Bank of America, National Association Customer Complaint Analysis

Author

Hue Nguyen Denke

Published

October 2, 2025

1 Introduction

This project analyzes the customer narrative complaint from Bank of America to find relationship between customer’s emotion with complaint dispute rate. In this project, I compare the emotional content of disputed vs. non-disputed complaints to identify emotional patterns that might predict complaint resolution difficulty.

Source: https://www.consumerfinance.gov/data-research/consumer-complaints/#download-the-data

2 Data Dictionary

Our dataset includes the following columns:

Date.received: Date that the complaint was received

Product: Product that was complaint about (i.e Debt Collection, Mortgage,..)

Sub.product: Sub category of the product (i.e Credit Card, Debit Card,…)

Issue: Issue category

Sub.issue: Sub issue category

Consumer.complaint.narrative: Consumer explanation on the issue

Company.public.response: Company public response via website or social media

Company: Name of bank.
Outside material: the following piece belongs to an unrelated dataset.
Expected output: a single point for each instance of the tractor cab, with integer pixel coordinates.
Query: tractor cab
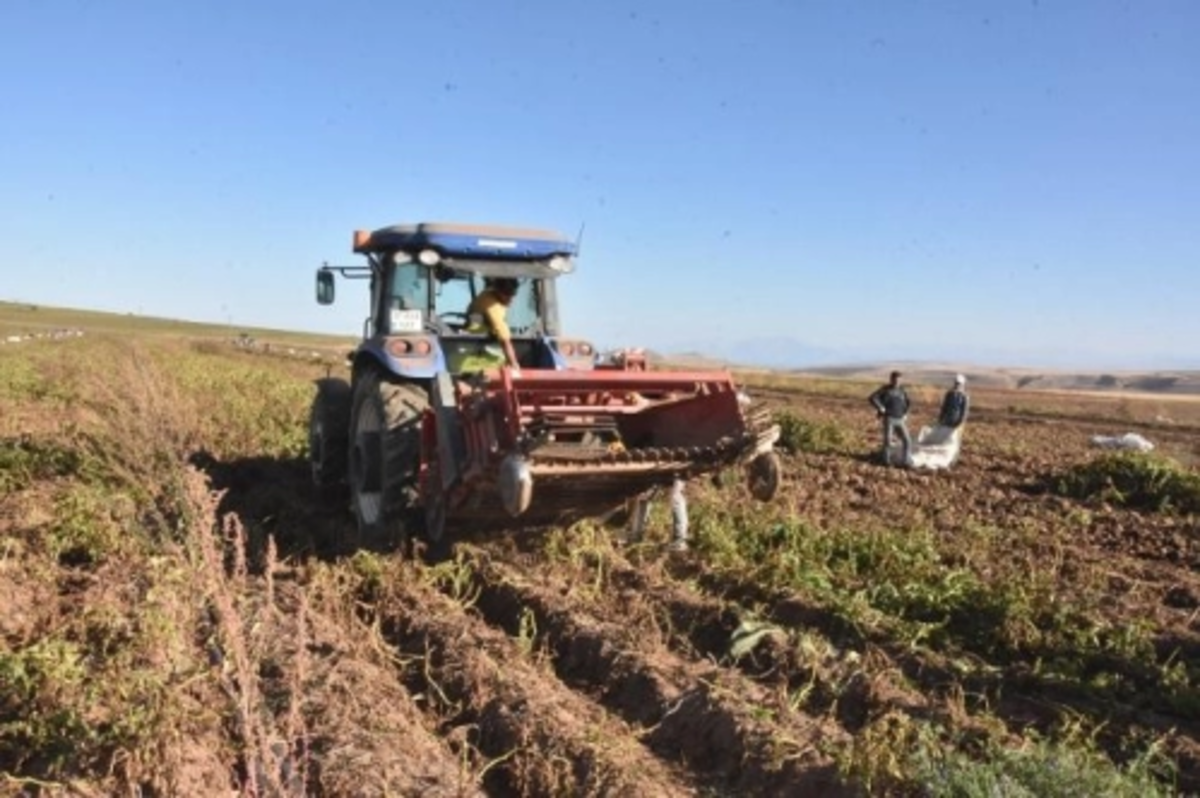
(425, 280)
Note: Our dataset includes all US banks, but for the range of this project I will filter out only Bank of America

State: The state of the mailing address provided by the consumer

ZIP.code: The mailing ZIP code provided by the consumer

Tags: The department/office that the issue will be directed to

Consumer.consent.provided.: Consumer consent to public issue

Submitted.via: Platform the issue was submitted

Date.sent.to.company: Date that the issue was sent to the bank

Company.response.to.consumer: Company resolution to the issue

Timely.response: Whether if this is a timely response or not

Consumer.disputed.: Whether if the consumer dispute the resolution or not

Complaint.ID: The unique identifier of each complaint

3 Data Cleaning Methodology To Ensure Tidy Data

Converted all date column from character to Date format

data$Date.received <- as.Date(data$Date.received,
                              format = "%Y-%m-%d")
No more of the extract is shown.